Wonshik menggendong balita dalam balutan dress kecil berwarna pink itu, mencoba menenangkannya, namun Sanghyuk memberontak dalam pelukannya. Membuat Hongbin mengambil alih.

"Sstt… Gwaenchana, Hyuki." Hongbin menepuk-nepuk punggung kecilnya.

"Yah! Jangan berteriak kau membuatnya takut."

"Mianhae, Hyuki." Wonshik mengelus lengan kecil Sanghyuk yang melingkari leher Hongbin, namun Sanghyuk malah menjerit saat tahu Wonshik memegang lengannya.

"Aniya, aniya, aniya." Hongbin berjalan menjauhi Wonshik sepertinya Sanghyuk masih belum lupa wajah Wonshik.

Wonshik yang merasa bersalah menghampiri Jaehwan, "Jagoan, kau tidak apa-apa?" Balita dengan baju navy itu malah tertawa tanpa merasa bersalah. Wonshik mencubit pelan kedua pipinya, Jaehwan kecil benar-benar imut sekali. Pipinya gemuk dan bibirnya akan mengerucut jika dia merasa kesal. Wonshik menggendong Jaehwan yang semakin senang karena dia mengangkatnya tinggi-tinggi. Gelak tawanya terdengar renyah sekali, membuat Wonshik kembali mengangkatnya tinggi-tinggi seperti pesawat.

Jika Wonshik berhenti, Jaehwan akan protes dengan muka kesal yang imut. "Aaah! Papapa! Yah."

"Kau memanggilku Papa juga? Neomu kwiyeowo. Eotteohkaji."

Wonshik mengangkat Jaehwan sekali lagi sebelum menggendongnya menjauh dari meja makan yang luar biasa berantakan.

.


.

Hongbin dan Wonshik akhirnya memutuskan berbagi tugas. Mereka benar-benar tidak bisa meninggalkan kedua balita hyperactive ini tanpa pengawasan. Wonshik yang akan menjaga mereka sedangkan Hongbin yang notabene adalah clean-freak akan membereskan semua kekacauan di apartemen ini.

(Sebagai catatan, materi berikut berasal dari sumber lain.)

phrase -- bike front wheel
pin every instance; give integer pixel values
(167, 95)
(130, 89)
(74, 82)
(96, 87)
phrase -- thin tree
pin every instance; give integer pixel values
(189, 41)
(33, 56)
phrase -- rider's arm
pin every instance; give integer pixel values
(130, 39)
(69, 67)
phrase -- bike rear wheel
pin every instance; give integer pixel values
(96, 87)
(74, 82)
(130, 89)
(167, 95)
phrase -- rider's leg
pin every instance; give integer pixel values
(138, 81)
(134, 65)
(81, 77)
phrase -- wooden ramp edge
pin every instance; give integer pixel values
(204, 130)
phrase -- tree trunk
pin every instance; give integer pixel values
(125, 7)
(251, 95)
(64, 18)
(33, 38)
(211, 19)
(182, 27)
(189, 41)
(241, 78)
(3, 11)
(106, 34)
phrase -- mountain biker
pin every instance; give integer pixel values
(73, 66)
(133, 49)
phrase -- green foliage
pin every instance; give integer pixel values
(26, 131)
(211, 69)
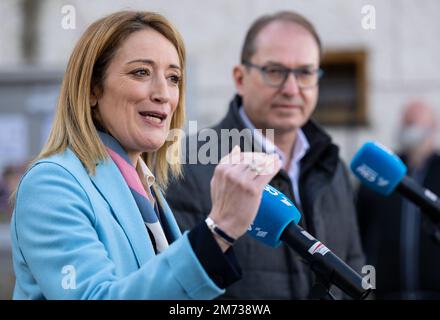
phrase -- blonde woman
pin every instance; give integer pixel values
(90, 220)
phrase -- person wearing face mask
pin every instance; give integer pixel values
(396, 237)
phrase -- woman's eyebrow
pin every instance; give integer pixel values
(151, 62)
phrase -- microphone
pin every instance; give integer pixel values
(384, 172)
(277, 220)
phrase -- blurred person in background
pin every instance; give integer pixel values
(397, 239)
(277, 88)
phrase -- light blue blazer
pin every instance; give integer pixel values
(76, 236)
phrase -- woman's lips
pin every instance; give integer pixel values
(154, 119)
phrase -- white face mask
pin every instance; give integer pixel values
(412, 136)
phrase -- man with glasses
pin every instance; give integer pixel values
(277, 92)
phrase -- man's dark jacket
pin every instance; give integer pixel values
(380, 223)
(327, 207)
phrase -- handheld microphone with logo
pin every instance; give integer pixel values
(382, 171)
(277, 220)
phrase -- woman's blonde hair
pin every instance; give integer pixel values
(74, 126)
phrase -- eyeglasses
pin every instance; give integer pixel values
(276, 75)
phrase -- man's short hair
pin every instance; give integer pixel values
(249, 46)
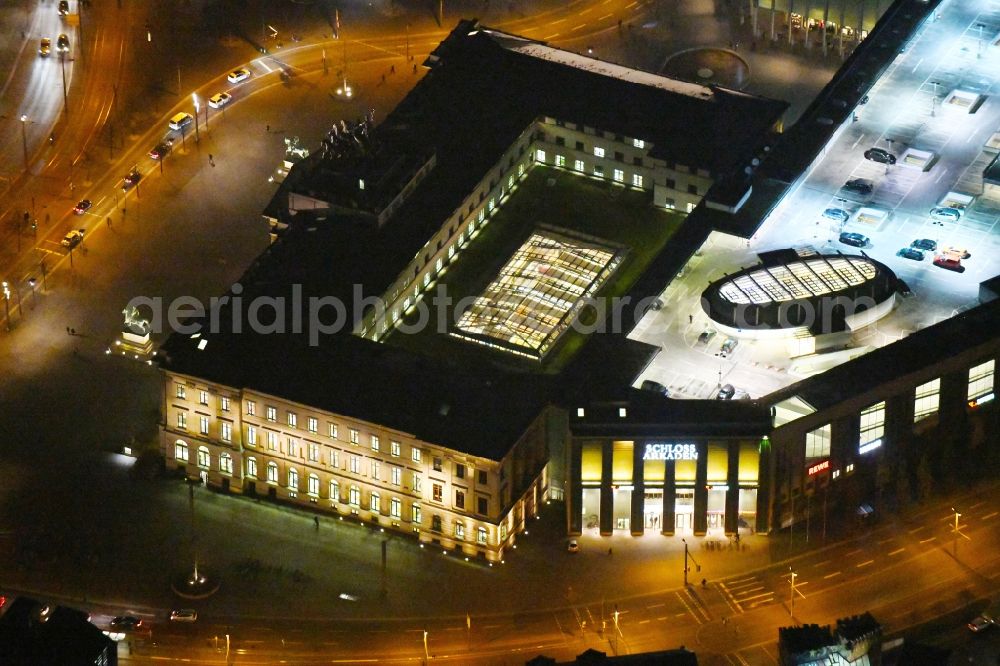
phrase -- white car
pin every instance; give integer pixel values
(219, 100)
(238, 75)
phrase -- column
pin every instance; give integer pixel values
(607, 495)
(669, 519)
(638, 522)
(733, 488)
(701, 491)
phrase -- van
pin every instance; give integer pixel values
(180, 121)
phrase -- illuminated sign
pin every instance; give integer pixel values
(818, 467)
(670, 452)
(870, 446)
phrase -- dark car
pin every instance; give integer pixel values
(838, 214)
(879, 155)
(726, 392)
(911, 253)
(851, 238)
(160, 150)
(859, 185)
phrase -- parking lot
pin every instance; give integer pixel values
(934, 110)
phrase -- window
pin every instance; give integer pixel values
(926, 400)
(981, 380)
(872, 423)
(818, 442)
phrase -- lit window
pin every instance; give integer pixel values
(926, 400)
(818, 442)
(226, 463)
(981, 380)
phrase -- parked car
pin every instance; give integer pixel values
(726, 392)
(859, 186)
(219, 100)
(880, 155)
(838, 214)
(238, 75)
(942, 214)
(851, 238)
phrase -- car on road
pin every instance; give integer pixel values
(880, 155)
(981, 623)
(838, 214)
(238, 75)
(855, 239)
(944, 214)
(125, 622)
(161, 149)
(184, 615)
(72, 239)
(219, 100)
(726, 392)
(859, 186)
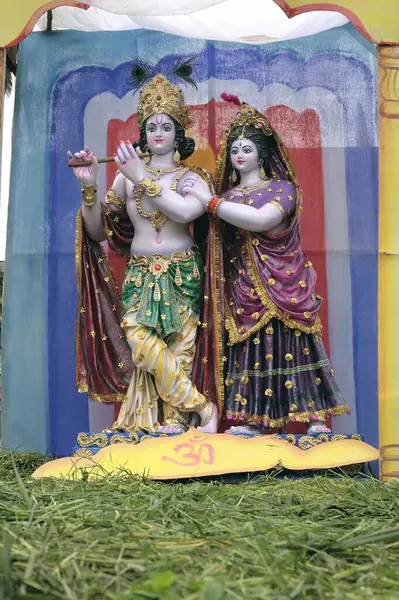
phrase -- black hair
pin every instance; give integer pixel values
(186, 145)
(265, 144)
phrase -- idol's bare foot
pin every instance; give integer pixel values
(170, 428)
(244, 429)
(318, 427)
(209, 419)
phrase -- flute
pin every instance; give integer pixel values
(106, 159)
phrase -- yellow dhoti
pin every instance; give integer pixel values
(162, 371)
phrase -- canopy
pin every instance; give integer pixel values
(252, 21)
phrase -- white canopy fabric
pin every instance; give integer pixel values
(248, 21)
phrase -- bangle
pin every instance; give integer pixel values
(152, 188)
(213, 205)
(89, 194)
(112, 198)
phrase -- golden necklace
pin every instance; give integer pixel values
(156, 218)
(159, 172)
(250, 188)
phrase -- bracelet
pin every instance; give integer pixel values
(152, 187)
(89, 194)
(112, 198)
(213, 205)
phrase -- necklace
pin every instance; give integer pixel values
(249, 188)
(159, 172)
(156, 218)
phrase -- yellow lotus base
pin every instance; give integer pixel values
(194, 454)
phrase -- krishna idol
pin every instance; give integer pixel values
(140, 349)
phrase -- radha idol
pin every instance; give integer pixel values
(140, 350)
(273, 366)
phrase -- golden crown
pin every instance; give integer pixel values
(249, 117)
(161, 96)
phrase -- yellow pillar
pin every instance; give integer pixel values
(388, 291)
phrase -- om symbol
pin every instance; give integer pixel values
(192, 453)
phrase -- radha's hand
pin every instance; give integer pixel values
(87, 175)
(197, 187)
(129, 162)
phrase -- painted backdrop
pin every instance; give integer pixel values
(73, 89)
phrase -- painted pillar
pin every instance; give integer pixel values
(388, 284)
(2, 91)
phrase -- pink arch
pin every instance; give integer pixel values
(39, 12)
(349, 14)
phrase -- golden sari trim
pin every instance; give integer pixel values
(301, 417)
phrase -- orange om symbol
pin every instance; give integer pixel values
(192, 455)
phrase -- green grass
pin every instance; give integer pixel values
(122, 539)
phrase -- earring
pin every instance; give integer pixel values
(176, 156)
(147, 158)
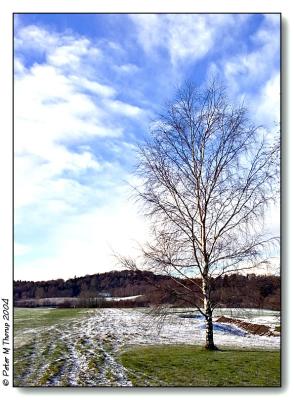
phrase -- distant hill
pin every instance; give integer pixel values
(229, 291)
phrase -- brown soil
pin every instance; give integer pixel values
(255, 329)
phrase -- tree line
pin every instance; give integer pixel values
(235, 290)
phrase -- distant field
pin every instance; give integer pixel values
(119, 347)
(192, 366)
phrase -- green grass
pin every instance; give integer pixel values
(188, 365)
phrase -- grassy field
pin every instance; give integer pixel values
(192, 366)
(86, 347)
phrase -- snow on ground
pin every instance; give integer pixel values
(90, 344)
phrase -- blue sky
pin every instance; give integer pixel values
(87, 88)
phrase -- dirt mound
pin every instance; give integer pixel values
(255, 329)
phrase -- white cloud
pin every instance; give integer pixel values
(267, 103)
(186, 37)
(60, 107)
(87, 243)
(21, 249)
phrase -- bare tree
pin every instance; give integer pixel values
(208, 175)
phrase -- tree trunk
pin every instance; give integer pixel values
(209, 343)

"Jaehwan, jangan naik-naik nanti jatuh!" Wonshik menangkap tubuh mungil yang mencoba naik ke sandaran sofa kemudian meletakkannya di karpet.

"Eeung EEEHH!" protes Jaehwan kesal.

"Hyuki, meokjima!(Jangan dimakan!)" Wonshik menarik boneka beruang yang telinganya digigiti Sanghyuk.

"NAAAAH!" Sanghyuk juga ikut protes karena bonekanya ditarik. Dia memeluknya erat-erat masih penasaran dengan rasa telinga boneka itu. Wonshik tidak mau kalah melepaskan boneka malang itu dari pelukannya.

"Andwae, tuh mulutmu jadi penuh bulu kan." Wonshik membersihkan bulu-bulu cokelat yang menempel karena air liur Sanghyuk di sekitar mulutnya.

Sekarang gantian Jaehwan yang memasukkan mainan dinosaurus ke dalam mulutnya.

"Uwek." Sepertinya dia memasukkannya terlalu dalam sampai tersedak.

"Oh! gwaencahana?" Wonshik merebut mainan tersebut dari tangan Jaehwan dan memegang rahangnya mengecek mulut Jaehwan. Takut ada barang lain yang dimasukan ke dalam mulut mungilnya.

"Eung aeee~" Jaehwan merengek, memasukkan tangannya ke dalam mulutnya sendiri.

"Kelihatannya mereka lapar," kata Hongbin yang baru saja selesai bersih-bersih.

"Ah, kalau begitu aku akan buat buburnya."

.


.

"Yak! Igeo mwoya?!" Hongbin hampir menjerit melihat bubur buatan Wonshik.

"Bubur bayi," jawabnya polos.

"Ini terlalu encer, Wonshiki, bahkan terlihat seperti kuah sup."

"Ah, geurae?" Wonshik kembali ke dapur. Beberapa menit kemudian kembali lagi dengan semangkuk besar bubur bayi dengan porsi yang banyak.

"Aigoo, siapa yang mau menghabiskan bubur sebanyak itu, Babo-ya?"

"Tadi kau bilang terlalu encer, jadi kutambahkan lagi bubuknya. Setelah konsistensinya pas, porsinya jadi sebanyak ini." kata Wonshik dengan polosnya.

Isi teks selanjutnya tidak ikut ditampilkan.